The Americans, Germans, and Turks, who are working together in the construction of this pipeline, are doing this because outside of going to Africa, is it the only way around Russia due to her large size. What this work does is have the effect of isolating Russia economically, as the nation’s entire economy is virtually non-existent except for the sale of military goods and raw natural materials, and if she cannot sell her raw materials she cannot earn any money. Russia may be large, but she is being cut off from without and is already being choked from within due to the many already existing and serious problems she faces not limited to but including a declining population, rising migration from Central Asia, very low wages, high rates of drug and alcohol abuse, rising HIV rates, pan-Turkish nationalism, threats from the Chinese and the Japanese in Siberia, and simply having a large amount of land and not enough people to work it.

It is not the case per se yet, but given Russia’s economic and political state, she needs the Nord Stream 2 pipeline more than Germany needs it, for while Germany has no natural sources of oil to exploit and has to import what she needs, she has the option of seeking other vendors who are both friendly with her and will give her an agreeable price. This is another reason why she would not likely have accepted Nord Stream anyways, because as Germany is dependent on oil, the acceptance of such a pipeline from Russia would give the appearance of German “submission” to the Russians, which she has always fought against. If one is going to place oneself in a potentially submissive position, and one has a choice to do it with a historical enemy (Russia) or a historical friend and ally for centuries (Turkey), she is naturally going to go with her friend.

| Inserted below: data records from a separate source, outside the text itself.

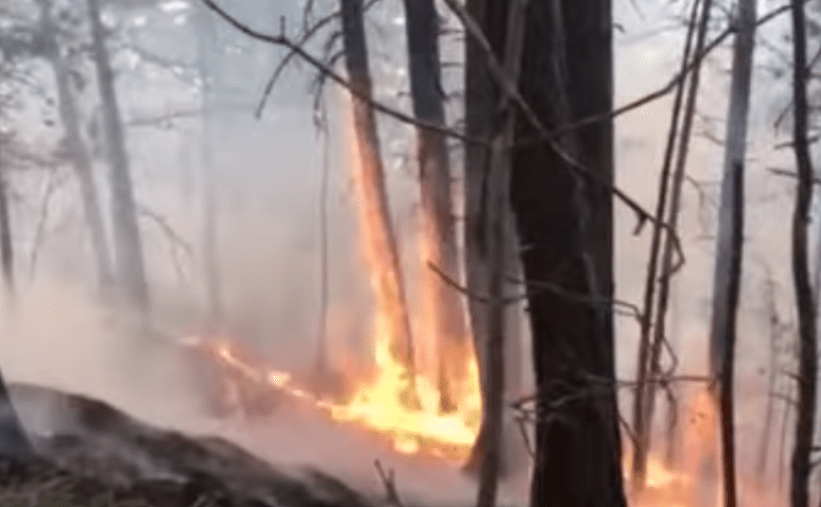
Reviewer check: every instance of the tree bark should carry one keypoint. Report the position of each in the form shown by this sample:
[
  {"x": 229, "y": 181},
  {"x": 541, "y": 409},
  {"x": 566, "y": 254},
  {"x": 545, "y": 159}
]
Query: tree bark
[
  {"x": 640, "y": 429},
  {"x": 667, "y": 260},
  {"x": 207, "y": 48},
  {"x": 577, "y": 445},
  {"x": 127, "y": 241},
  {"x": 807, "y": 359},
  {"x": 77, "y": 152},
  {"x": 6, "y": 246},
  {"x": 13, "y": 440},
  {"x": 729, "y": 244},
  {"x": 481, "y": 109},
  {"x": 375, "y": 212},
  {"x": 444, "y": 308}
]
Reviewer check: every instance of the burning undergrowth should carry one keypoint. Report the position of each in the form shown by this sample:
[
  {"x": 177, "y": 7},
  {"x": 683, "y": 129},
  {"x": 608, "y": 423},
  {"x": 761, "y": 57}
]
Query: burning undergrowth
[{"x": 236, "y": 380}]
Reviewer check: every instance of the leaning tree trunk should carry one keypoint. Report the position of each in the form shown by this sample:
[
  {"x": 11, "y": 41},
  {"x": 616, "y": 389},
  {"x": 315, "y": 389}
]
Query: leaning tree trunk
[
  {"x": 6, "y": 247},
  {"x": 14, "y": 443},
  {"x": 653, "y": 366},
  {"x": 807, "y": 349},
  {"x": 374, "y": 210},
  {"x": 443, "y": 303},
  {"x": 127, "y": 241},
  {"x": 77, "y": 152},
  {"x": 481, "y": 108},
  {"x": 727, "y": 277}
]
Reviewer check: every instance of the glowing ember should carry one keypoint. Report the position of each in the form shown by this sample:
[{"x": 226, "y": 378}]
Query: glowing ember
[{"x": 376, "y": 405}]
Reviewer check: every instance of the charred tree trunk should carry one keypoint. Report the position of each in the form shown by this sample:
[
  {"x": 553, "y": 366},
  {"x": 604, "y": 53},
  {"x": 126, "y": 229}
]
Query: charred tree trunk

The American talk about pressuring Germany to reject Nord Stream is just typical American bragadoccio and both she and Germany know it. The USA gets a chance to assert her “dominance” on the world stage, and Germany gets to continue the act that she has done for centuries, which is to feign one choice and then do another because she always planned to act in the opposite way but only wanted to impart the appearance of making a different choice. If she was going to accept Nord Stream, it would never have been her only option, as she would have found a way to justify building lines with Turkey and she still would have continued her work with the US.

It is wrong to say that history “repeats” itself, because it he literal sense it does not always do so. History is rather a song or a poem, and while the verses at the start may not be the same as those in the latter parts, the basic rhyme remains constant. So it is with relations such as these between nations, where the rhyme of history for Russo-Germanic relations, while positive at times when conspiring against some mutual enemies (such as Poland), they firmly dislike each other and will destroy each other. This is just the rhyme of history repeating once again.